Un uomo di 25 anni è stato ucciso a colpi di arma da fuoco fuori dal Dream Hotel nel quartiere alla moda di Chelsea a Manhattan il 9 giugno e, stranamente, il rapper Busta Rhymes si è trovato a festeggiare nella zona più tardi quella notte. Il New York Post riporta che la sparatoria è avvenuta a seguito di una lite tra l’uomo che stava aspettando fuori dal Dream Hotel e un altro uomo che si è allontanato in Jeep. L’outlet riferisce che la polizia non ha ancora effettuato un arresto per la sparatoria.

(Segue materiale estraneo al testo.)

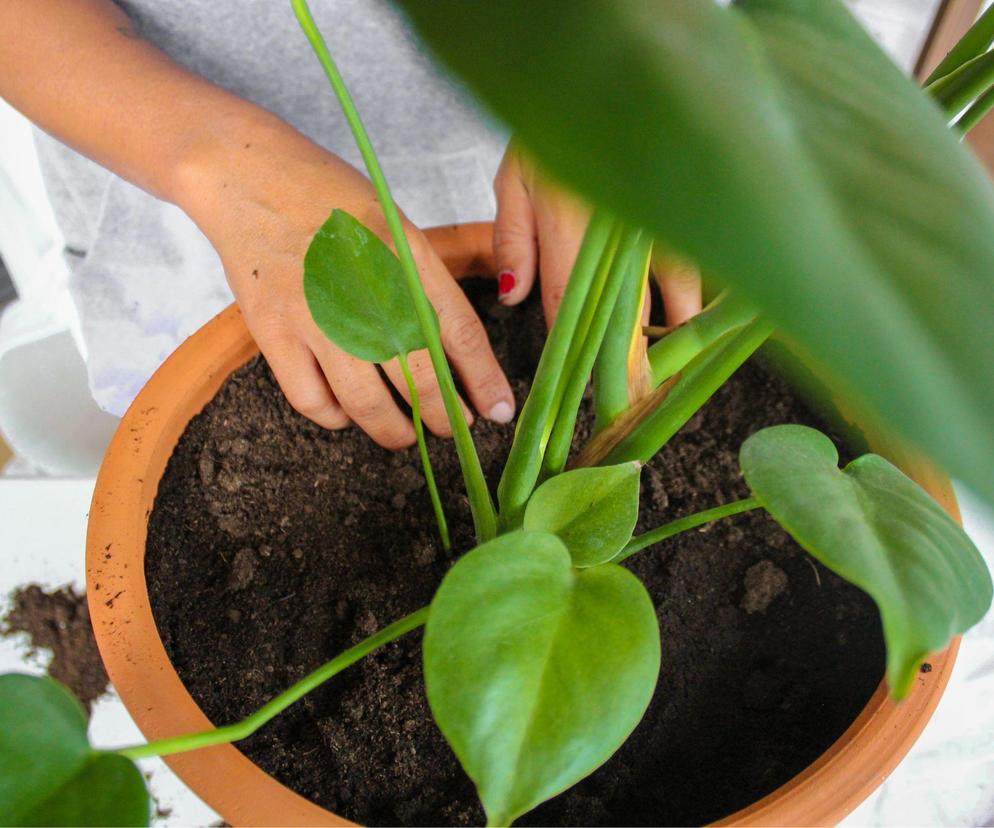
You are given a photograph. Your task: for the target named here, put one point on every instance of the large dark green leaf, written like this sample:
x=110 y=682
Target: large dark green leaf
x=49 y=774
x=774 y=144
x=537 y=672
x=879 y=529
x=356 y=291
x=593 y=511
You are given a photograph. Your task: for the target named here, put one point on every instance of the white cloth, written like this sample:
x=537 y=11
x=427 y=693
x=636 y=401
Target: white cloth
x=143 y=276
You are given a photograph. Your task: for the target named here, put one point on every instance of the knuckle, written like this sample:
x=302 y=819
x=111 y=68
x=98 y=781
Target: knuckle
x=466 y=334
x=307 y=400
x=366 y=407
x=394 y=439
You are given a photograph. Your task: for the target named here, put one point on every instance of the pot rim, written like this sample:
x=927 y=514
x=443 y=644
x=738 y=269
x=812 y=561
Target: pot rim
x=137 y=663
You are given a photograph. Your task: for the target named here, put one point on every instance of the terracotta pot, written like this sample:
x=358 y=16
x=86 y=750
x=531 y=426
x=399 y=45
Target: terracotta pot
x=244 y=794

Anche l’uomo non era un ospite dell’hotel, e nemmeno Busta. Apparentemente, l’hotel e il vicino ristorante Tao Downtown sono rimasti aperti nonostante la sparatoria e la successiva attività della polizia fuori dall’hotspot di West 16th Street. Busta Rhymes, anche lui di Brooklyn, è stato sulla scena di un’altra sparatoria in passato quando la sua guardia del corpo è stata uccisa al di fuori di un video nel 2006.

Ma Busta aveva qualche connessione con quello o con questa sparatoria? Continuate a leggere per scoprirlo.

Busta Rhymes ha parlato della violenza armata

Il New York Post ha condiviso le immagini di Busta Rhymes fuori dal Dream Hotel poche ore dopo la sparatoria fatale di un uomo di 25 anni, ma è chiaro che il rapper abbia avuto qualcosa a che fare con la sparatoria. Accanto al Dream Hotel c’è il Tao Downtown Restaurant, dove la polizia sospetta che si trovasse la vittima prima della sparatoria. Il famoso locale della vita notturna vanta circa 80.000 follower su Instagram, quindi puoi immaginare quante persone frequentano il club ogni sera. E nonostante i suoi precedenti scontri con la legge – una volta è stato accusato di aver aggredito un fan, anche se in seguito è stato scagionato dalle accuse, per aver lanciato una bevanda proteica a qualcuno in una palestra e portando un machete in macchina, per esempio – Busta è stato storicamente molto esplicito sui pericoli della violenza armata.

Per All Hip Hop, è stato persino scelto per diffondere un messaggio di non violenza quando si è recato nel Regno Unito per esibirsi nel 2008. All’epoca ha detto: “Voglio fare qualcosa di produttivo che aiuti a convincere i bambini di entrambi i lati del Atlantic per smettere di uccidersi a vicenda. Stiamo vedendo una generazione di bambini che si sono persi e hanno bisogno di sostegno. Le loro famiglie stanno crollando intorno a loro. Si stanno rivolgendo a bande e violenze. Dobbiamo dire loro che non è giusto risposta.”

Quindi, mentre potrebbe essere stato nelle vicinanze, fino a conferma contraria, è probabile che Busta non fosse coinvolto nella tragica sparatoria.